Written by The Business Journal Staff
West Nile virus has made an appearance recently in the City of Fresno.
The Consolidated Mosquito Abatement District notified the Fresno County Department of Public Health of confirmed cases of West Nile virus positive adult mosquitoes collected from the 93727 zip code in the City of Fresno.
Symptoms show up between three and 14 days. About 1% of the population will contract the most severe form of the virus, which affects the brain.
“This confirmation is a strong reminder that everyone should take this disease seriously and should take every precaution to protect themselves and their families from mosquito bites,” says Dr. Rais Vohra, interim health officer for Fresno County.
Vohra said it’s a yearly threat, usually in the summer months. Contracting the virus from mosquito carriers results in fever, body aches and joint paints, diarrhea and vomiting. About 10% of cases result in death.
Fresno County recommends that residents contact their local mosquito control district regarding standing water or mosquito problems. They should also report neglected swimming pools, which are a major source of mosquito production.
Standing water can accumulate with poor water drainage, where mosquitoes can develop in drainage tubes.
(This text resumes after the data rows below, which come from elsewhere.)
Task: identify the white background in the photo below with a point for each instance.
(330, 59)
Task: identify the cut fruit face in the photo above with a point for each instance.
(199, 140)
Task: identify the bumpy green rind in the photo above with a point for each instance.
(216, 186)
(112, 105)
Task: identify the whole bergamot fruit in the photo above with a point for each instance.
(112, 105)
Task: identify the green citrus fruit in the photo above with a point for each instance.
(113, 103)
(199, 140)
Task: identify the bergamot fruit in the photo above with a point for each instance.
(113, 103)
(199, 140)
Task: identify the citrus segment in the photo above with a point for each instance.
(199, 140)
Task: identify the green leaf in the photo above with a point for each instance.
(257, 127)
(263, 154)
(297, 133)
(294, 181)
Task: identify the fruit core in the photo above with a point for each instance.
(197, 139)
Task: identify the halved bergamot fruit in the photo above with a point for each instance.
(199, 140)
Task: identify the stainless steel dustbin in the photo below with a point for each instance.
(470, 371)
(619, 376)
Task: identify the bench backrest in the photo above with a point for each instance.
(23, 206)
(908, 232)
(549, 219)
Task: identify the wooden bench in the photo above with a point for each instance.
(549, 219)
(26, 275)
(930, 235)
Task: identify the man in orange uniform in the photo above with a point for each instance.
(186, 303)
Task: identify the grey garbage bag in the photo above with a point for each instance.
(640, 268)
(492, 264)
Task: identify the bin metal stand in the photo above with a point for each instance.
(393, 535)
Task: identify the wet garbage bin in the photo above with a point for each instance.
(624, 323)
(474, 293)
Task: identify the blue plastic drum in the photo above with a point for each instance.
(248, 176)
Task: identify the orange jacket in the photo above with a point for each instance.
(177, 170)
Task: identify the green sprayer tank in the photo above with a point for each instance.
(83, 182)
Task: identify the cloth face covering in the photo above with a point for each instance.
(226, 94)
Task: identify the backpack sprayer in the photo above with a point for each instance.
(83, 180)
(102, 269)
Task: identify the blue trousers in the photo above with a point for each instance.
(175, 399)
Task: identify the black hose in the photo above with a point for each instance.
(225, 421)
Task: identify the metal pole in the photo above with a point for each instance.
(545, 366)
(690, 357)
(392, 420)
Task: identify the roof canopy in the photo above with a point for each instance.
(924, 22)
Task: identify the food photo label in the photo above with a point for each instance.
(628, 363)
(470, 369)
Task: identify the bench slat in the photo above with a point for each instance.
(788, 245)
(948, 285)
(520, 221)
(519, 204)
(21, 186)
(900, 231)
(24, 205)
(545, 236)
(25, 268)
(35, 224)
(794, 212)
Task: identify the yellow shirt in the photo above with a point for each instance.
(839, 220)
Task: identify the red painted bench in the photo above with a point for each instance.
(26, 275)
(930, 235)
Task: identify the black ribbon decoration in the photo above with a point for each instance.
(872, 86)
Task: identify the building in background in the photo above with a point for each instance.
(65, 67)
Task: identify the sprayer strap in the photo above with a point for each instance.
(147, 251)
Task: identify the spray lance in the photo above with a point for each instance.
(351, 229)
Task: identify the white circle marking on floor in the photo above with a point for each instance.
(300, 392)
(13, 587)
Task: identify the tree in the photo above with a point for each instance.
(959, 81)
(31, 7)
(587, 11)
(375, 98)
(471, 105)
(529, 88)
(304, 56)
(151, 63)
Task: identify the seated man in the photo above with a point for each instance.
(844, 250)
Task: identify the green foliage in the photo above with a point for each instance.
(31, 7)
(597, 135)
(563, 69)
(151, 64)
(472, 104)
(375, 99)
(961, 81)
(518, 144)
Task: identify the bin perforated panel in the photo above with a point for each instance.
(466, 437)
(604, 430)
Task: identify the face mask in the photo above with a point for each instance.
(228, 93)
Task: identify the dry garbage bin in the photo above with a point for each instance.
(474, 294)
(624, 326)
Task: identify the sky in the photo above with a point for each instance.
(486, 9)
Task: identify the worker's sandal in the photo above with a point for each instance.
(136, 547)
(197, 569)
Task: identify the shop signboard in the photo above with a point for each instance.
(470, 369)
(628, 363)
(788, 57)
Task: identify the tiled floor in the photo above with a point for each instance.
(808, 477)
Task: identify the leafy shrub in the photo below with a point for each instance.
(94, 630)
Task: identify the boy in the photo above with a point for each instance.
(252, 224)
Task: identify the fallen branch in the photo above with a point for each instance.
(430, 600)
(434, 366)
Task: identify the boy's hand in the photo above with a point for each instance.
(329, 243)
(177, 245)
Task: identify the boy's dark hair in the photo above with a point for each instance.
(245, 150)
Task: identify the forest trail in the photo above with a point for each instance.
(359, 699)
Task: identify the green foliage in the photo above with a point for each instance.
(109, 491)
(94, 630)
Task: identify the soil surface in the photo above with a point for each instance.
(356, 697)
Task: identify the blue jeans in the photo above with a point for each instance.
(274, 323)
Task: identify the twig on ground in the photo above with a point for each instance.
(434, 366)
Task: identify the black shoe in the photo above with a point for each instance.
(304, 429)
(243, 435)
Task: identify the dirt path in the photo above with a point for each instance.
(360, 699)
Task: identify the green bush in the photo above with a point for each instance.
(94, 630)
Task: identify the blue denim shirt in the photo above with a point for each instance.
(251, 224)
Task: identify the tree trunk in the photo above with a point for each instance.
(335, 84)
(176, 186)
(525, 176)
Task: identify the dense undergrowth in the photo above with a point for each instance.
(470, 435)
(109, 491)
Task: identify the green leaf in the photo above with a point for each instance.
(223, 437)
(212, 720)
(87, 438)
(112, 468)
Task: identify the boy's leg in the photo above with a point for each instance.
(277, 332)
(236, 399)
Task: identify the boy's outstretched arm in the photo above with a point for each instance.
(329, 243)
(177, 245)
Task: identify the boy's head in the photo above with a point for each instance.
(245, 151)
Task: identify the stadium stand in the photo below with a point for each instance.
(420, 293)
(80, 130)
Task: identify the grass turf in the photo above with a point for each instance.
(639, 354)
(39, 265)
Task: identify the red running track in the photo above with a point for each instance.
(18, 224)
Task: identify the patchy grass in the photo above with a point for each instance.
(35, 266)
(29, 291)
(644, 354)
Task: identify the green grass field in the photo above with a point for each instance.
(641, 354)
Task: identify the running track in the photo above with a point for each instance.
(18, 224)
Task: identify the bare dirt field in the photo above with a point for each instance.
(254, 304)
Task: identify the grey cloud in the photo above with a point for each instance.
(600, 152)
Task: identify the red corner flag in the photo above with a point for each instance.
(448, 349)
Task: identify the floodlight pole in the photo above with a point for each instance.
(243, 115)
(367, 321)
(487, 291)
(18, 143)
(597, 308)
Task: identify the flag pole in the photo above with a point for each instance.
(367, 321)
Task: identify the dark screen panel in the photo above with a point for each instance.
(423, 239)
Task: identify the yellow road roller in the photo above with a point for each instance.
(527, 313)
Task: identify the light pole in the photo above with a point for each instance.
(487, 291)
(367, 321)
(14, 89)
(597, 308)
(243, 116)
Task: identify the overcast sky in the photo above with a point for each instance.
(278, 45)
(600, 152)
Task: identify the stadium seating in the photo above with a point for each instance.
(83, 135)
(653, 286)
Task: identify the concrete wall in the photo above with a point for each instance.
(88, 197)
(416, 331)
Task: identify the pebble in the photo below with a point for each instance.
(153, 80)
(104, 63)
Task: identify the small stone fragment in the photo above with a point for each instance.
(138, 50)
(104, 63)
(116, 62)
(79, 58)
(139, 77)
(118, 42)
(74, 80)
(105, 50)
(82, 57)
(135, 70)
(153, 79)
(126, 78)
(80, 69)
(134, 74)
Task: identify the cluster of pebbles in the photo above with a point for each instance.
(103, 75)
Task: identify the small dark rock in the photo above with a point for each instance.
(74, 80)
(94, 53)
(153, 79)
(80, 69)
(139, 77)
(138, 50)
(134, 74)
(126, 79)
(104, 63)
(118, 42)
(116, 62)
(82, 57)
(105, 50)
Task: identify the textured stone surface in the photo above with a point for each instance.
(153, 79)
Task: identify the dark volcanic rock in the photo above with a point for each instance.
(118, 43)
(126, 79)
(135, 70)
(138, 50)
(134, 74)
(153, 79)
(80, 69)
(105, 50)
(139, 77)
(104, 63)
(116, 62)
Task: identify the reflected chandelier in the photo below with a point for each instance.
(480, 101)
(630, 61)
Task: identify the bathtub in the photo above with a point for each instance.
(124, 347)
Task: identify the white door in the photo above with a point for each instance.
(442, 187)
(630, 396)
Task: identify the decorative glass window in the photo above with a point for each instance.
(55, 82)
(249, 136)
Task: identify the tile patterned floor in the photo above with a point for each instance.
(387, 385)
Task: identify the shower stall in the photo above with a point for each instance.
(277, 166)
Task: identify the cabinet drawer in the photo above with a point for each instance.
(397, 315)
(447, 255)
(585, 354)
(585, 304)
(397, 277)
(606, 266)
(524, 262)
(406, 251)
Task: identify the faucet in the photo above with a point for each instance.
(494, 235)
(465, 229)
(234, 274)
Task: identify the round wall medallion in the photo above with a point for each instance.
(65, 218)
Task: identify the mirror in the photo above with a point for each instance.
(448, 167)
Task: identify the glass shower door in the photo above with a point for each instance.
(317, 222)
Since mosquitoes lay their eggs on standing water, residents are encouraged to drain off water from potted plants and car tires and close off drainage tubs with open ends.
Katherine Ramirez, science education coordinator at the Consolidated Mosquito Abatement District, said the abatement district sets traps every year to identify where there might be West Nile virus-positive mosquitoes.
“We’re very concerned with mosquitoes that are active during dusk and dawn, and we did collect our first positive mosquito sample in the City of Fresno in an area south of Belmont between Clovis Avenue and Fowler Avenue,” Ramirez said.
The abatement district will be doing an ultra low volume spray treatment in the neighborhood, and residents will be notified. Trucks are driven slowly through the neighborhood, releasing the spray.
Ramirez encourages people out at dusk and dawn to wear insect repellent to deter mosquitoes.